オープン戦ではあまり良いところが出ていない阪神。岡田監督はどのように修正していくのか(C)KentaHARADA/CoCoKARAnext

 今月23日からスタートしたプロ野球オープン戦で、昨年のセ・リーグ覇者であり日本一の座にも輝いた阪神がここまで3連敗と、予想外の結果となっている。

 23日には、巨人との「伝統の一戦」で華々しくオープン戦初日を迎えたものの、4-9で黒星発進。翌日はヤクルトに0-1で完封負けを喫し、その次の日の中日戦でも1-4で敗れている。

【動画】「勝てない王者」2024年2月25日【 阪神 vs 中日 】 佐藤義則の眼

 もちろん開幕前ということもあり、結果を重視する必要は無いものの、それぞれの内容を振り返っても昨年の王者の面影が見えづらい負け方にも映る。特に、打撃陣に至ってはヤクルト戦ではわずか1安打で敗れるなど、ファンにとってはやや不安を残すゲームが展開されている。

 また、3試合での打撃陣のパフォーマンスには、バッターそれぞれの打席における意識を問う声が、球界OBからも上がっている。

 現役時は阪急やオリックスで活躍し、指導者として阪神のコーチも務めた佐藤義則氏が、自身のYouTubeチャンネル『佐藤義則チャンネル』を2月25日に更新。オープン戦3連敗の阪神について、自身の見解を語っている。

「オープン戦と言っても、連敗となれば監督もあまりいい気分はしないと思う」

 3連敗についてそう語る佐藤氏は、ここまでの阪神の試合内容において、先発、救援陣のピッチングを振り返るとともに、打者については見逃し三振があることに対して苦言を呈している。3試合でいずれも見逃しでの三振が記録(計8個)されており、相手にリードを許し、ランナーを置いた場面でもスイングせずにアウトとなるシーンが目立った。
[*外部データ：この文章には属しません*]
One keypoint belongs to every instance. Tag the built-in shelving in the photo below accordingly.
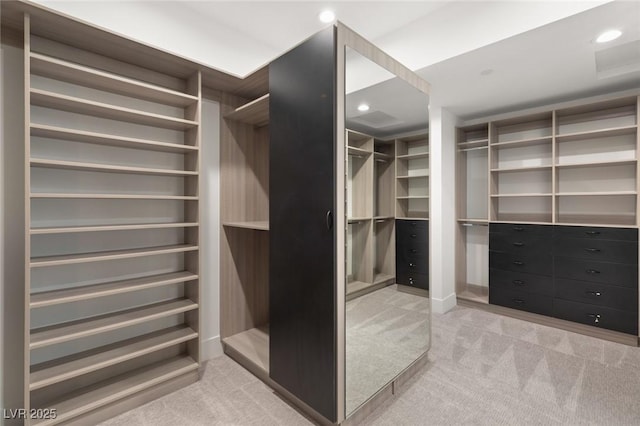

 佐藤氏は「バッティングコーチは絶対に『積極的に振っていけ。甘いボールは見逃すな』と言っているはず」と述べている。また、昨年は四球を選ぶ姿勢が攻撃陣の大きな特徴となったことにも触れながら、「今はそういう時期ではないので。やっぱりバットを振るということを優先させないと」と主張。
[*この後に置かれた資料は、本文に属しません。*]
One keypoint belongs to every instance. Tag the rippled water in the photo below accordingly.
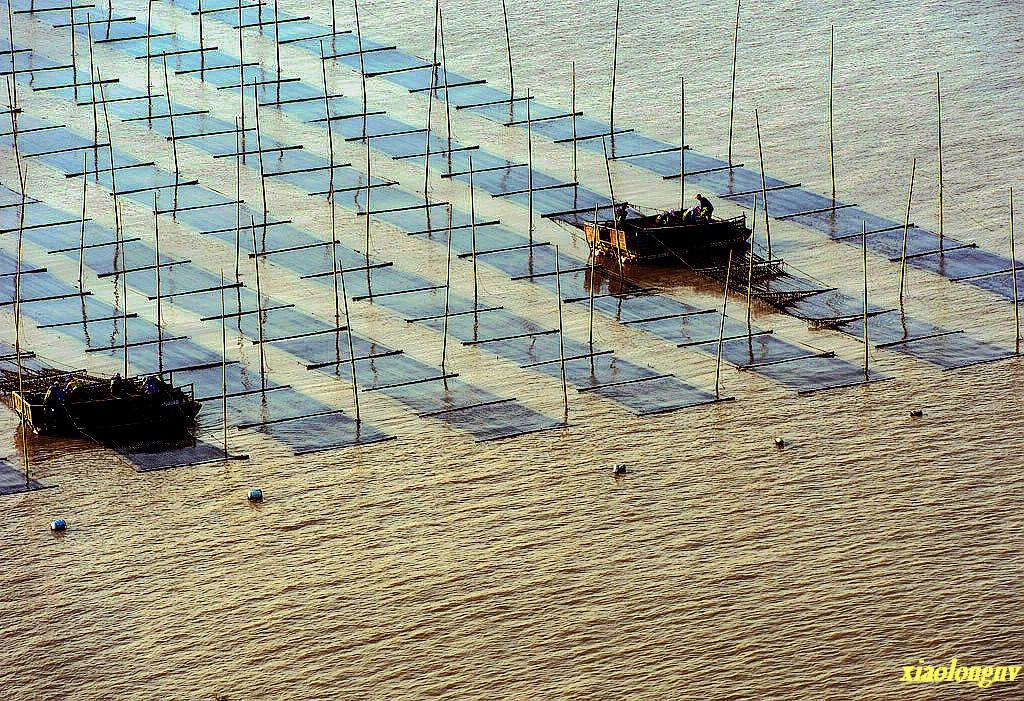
(720, 567)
 さらに、「バッティングコーチにしてみれば、振らないで帰って来るのが一番ショックなこと。何のために使ってもらっているのかという感じになっちゃう」と論じており、状況に応じたバッティングが重要であるとして「ファウルで逃げるとか、自分で考えて、追い込まれたら右打ちを狙うとか、そういうことをしていかないと何も起きない」と言葉を続けた。
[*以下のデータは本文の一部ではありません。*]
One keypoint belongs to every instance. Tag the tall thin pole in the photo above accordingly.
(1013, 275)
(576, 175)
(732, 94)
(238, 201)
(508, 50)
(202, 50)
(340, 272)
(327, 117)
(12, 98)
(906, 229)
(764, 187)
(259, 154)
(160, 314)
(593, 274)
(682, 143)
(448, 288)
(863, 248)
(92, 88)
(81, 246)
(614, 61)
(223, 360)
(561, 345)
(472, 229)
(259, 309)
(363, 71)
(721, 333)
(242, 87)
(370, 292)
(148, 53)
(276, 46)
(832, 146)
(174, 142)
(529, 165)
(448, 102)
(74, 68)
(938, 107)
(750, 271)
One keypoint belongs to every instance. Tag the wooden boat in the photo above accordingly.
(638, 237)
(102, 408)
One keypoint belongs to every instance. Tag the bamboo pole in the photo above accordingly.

「『今年の阪神は強いな』と相手に思わせないといけない。やっぱり点数が取れないと勝てないので。いくらピッチャーが抑えても」

 現在までの内容を踏まえ、佐藤氏はチームに対し、もどかしそうな表情でそう語っている。阪神の次戦は来月2日、沖縄から北海道へと移り、札幌ドームで日本ハムと2連戦を戦う。仕切り直しとなる試合で、阪神打線の奮起に期待したい。